On the night of December 16, 1773, a party of Bostonians boarded three British vessels and dumped over three hundred chests of tea into Boston Harbor. In addition to objecting to taxation without representation, the participants were also protesting the Tea Act of 1773, which forced them to pay a tax on top of the monopoly prices set by the East India Company and benefitting the family of the royal governor of Massachusetts. To commemorate the 250th anniversary of this harbinger of the Revolution, Benjamin Carp, professor of history at Brooklyn College, discusses the event by examining the actions of those who carried out the raid in the context of the global story of British interests in India, North America and the Caribbean.
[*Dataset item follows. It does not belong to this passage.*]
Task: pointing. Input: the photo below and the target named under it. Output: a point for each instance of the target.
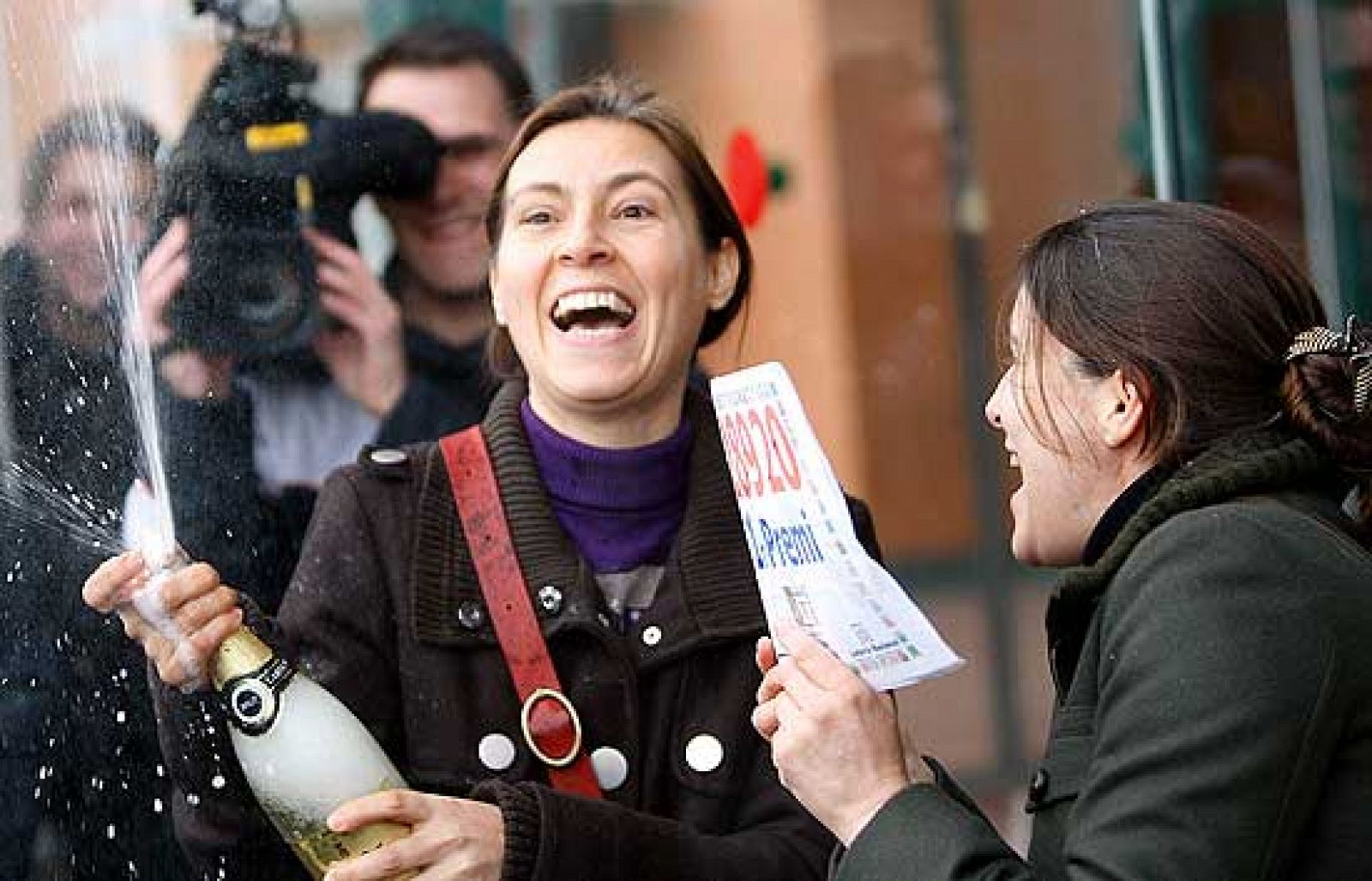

To attend virtually, click here.
About the Speaker
Benjamin L. Carp is the Daniel M. Lyons Chair in American History at Brooklyn College and an affiliate for the history program of the Graduate Center of the City University of New York. He earned his Ph.D. in history from the University of Virginia and specializes in the history of the American Revolution and the eighteenth century, particularly in the seaport cities of eastern North America. He is the author of several books and scholarly articles, including Defiance of the Patriots: The Boston Tea Party and the Making of America (Yale University Press, 2013) and The Great New York Fire of 1776: A Lost Story of the American Revolution (Yale University Press, 2023). Additionally, Dr. Carp contributed to the anthology Women Waging War in the American Revolution, edited by historian Holly Mayer, and has also written for wider audiences in BBC History, Colonial Williamsburg, the Wall Street Journal and the Washington Post. He has also appeared on podcasts such as The Alarmist, History Extra and Revolution 250, and on various radio and television outlets. For his book Defiance of the Patriots, Dr. Carp was awarded the 2013 Society of the Cincinnati Prize.